Mary Tutwiler

Wintering bird populations hatch evidence of climate change

by Mary Tutwiler

The National Audubon Society is reporting a northward shift of wintering birds, and pointing at global warming as the cause.

Nearly 60% of the 305 species found in North America in winter are on the move, shifting their ranges northward by an average of 35 miles. Audubon scientists analyzed 40 years of citizen-science Christmas Bird Count data — and their findings provide new and powerful evidence that global warming is having a serious impact on natural systems. Northward movement was detected among species of every type, including more than 70 percent of highly adaptable forest and feeder birds.
Local birder and former head of the Acadiana Nature Station, Bill Fontenot, says he’s noted the phenomenon over the past 30 years, as he’s participated in the Christmas Bird Count in Lafayette.  We’ve noticed the most obvious is red wing blackbirds, which used to winter here in the I-10 corridor in massive numbers, tens of millions. To a lesser degree, we’ve notice that with waterfowl. At least some of us are suspecting that is true with woodland songbirds like robins, hermit thrush and even brown thrashers. There used to be an abundance of robins that you couldn’t ignore, they were everywhere. This winter, you have to look for robins if you want to see robins.

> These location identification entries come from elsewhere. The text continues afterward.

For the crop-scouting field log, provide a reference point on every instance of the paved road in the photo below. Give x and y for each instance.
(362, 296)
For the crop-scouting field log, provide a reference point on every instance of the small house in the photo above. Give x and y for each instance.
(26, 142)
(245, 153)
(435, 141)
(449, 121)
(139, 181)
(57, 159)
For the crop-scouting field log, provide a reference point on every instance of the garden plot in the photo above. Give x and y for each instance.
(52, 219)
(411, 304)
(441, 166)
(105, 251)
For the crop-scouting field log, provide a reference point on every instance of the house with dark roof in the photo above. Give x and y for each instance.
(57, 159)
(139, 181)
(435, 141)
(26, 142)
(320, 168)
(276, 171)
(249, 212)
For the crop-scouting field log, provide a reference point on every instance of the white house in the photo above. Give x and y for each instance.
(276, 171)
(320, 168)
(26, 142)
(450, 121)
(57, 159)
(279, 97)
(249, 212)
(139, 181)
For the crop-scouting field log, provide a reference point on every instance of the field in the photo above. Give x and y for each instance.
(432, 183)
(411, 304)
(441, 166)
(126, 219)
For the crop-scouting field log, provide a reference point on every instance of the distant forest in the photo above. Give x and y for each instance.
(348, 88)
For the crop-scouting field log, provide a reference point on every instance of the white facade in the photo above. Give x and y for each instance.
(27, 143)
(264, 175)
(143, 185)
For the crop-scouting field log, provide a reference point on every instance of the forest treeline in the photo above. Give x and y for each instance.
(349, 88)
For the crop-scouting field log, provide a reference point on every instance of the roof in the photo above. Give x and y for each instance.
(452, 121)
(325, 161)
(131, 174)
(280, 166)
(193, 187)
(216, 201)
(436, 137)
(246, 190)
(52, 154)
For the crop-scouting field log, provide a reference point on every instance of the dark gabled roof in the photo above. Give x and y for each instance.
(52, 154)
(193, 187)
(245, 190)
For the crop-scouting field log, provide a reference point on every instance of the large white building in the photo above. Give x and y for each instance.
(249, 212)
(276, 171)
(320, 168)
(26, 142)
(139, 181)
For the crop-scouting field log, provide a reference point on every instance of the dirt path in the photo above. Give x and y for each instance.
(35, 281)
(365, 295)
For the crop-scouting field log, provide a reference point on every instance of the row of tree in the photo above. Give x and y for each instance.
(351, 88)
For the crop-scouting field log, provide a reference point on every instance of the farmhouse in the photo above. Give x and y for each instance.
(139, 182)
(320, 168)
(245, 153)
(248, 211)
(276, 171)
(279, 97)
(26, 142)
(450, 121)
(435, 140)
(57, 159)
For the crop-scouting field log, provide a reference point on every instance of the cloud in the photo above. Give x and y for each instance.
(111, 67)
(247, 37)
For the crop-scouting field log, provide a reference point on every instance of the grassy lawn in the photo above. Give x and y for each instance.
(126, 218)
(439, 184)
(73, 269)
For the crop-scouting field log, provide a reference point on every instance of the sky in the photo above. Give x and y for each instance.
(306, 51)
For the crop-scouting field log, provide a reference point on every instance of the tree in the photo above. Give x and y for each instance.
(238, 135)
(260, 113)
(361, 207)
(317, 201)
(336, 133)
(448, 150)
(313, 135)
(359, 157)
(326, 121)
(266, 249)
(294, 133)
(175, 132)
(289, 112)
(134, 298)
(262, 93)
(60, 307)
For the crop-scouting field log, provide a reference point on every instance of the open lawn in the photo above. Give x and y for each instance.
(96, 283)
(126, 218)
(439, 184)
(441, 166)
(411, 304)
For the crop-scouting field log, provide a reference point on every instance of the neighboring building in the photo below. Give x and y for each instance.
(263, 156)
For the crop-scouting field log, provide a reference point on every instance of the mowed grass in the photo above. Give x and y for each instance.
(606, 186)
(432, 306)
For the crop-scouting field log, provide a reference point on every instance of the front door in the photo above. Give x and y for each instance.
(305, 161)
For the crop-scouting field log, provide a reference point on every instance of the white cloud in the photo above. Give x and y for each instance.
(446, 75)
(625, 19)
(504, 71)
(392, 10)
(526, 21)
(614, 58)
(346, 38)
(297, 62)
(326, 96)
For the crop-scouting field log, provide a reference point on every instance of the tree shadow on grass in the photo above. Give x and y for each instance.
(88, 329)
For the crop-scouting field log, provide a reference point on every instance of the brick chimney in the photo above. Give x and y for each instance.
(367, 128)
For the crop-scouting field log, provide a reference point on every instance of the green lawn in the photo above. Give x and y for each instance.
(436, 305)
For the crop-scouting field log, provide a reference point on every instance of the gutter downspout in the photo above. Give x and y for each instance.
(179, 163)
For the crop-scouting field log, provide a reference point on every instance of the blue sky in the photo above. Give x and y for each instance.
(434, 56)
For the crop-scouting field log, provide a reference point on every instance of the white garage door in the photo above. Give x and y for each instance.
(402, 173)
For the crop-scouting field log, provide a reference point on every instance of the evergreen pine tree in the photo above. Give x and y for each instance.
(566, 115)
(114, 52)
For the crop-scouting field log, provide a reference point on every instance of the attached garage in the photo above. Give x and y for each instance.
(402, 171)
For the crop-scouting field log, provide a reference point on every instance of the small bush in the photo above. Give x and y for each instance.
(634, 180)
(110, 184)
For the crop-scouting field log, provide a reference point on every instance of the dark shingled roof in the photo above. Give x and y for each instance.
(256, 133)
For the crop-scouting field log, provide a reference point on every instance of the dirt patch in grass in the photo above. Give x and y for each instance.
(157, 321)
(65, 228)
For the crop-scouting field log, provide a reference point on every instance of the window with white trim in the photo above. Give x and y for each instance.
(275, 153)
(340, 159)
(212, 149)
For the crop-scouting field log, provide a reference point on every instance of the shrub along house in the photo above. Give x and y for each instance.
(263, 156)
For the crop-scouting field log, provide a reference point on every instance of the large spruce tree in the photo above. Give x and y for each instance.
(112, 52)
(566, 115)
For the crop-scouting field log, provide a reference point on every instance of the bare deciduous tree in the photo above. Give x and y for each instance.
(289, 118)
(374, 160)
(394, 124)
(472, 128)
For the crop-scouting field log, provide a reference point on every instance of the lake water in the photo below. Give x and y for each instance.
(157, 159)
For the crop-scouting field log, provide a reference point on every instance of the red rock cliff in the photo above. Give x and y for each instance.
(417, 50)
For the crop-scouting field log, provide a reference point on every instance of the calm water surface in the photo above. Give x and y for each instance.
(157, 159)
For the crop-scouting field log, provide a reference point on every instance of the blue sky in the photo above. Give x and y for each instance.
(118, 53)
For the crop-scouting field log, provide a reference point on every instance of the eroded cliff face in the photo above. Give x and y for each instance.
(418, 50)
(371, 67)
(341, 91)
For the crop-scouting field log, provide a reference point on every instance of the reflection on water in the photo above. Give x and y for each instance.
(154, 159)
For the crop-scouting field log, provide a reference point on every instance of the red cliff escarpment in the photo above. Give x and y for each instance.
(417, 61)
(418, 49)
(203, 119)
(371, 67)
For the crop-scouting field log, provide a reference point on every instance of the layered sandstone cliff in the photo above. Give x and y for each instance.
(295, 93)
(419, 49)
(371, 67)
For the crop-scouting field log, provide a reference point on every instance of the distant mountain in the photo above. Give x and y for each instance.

Tri colored heron and little blue heron — those birds that used to be really hard to see [in winter] — now you expect to see them in the I-10 corridor. Hummingbirds are birds that normally migrated to Mexico. But winter hummingbirds, by the 1980’s, it really got hot, pardon the pun. Everybody starting seeing western hummingbirds here, and started leaving feeders out, and everybody started getting them, and it snowballed, pardon the pun. It was a big phenonomnon, and still is. People weren’t really sure what was going on, and like Bob Dylan said, ‘something’s happening here, and you don’t know what it is...’
Does Fontenot concur with what's happening is global warming? “I wouldn’t disagree,” he says.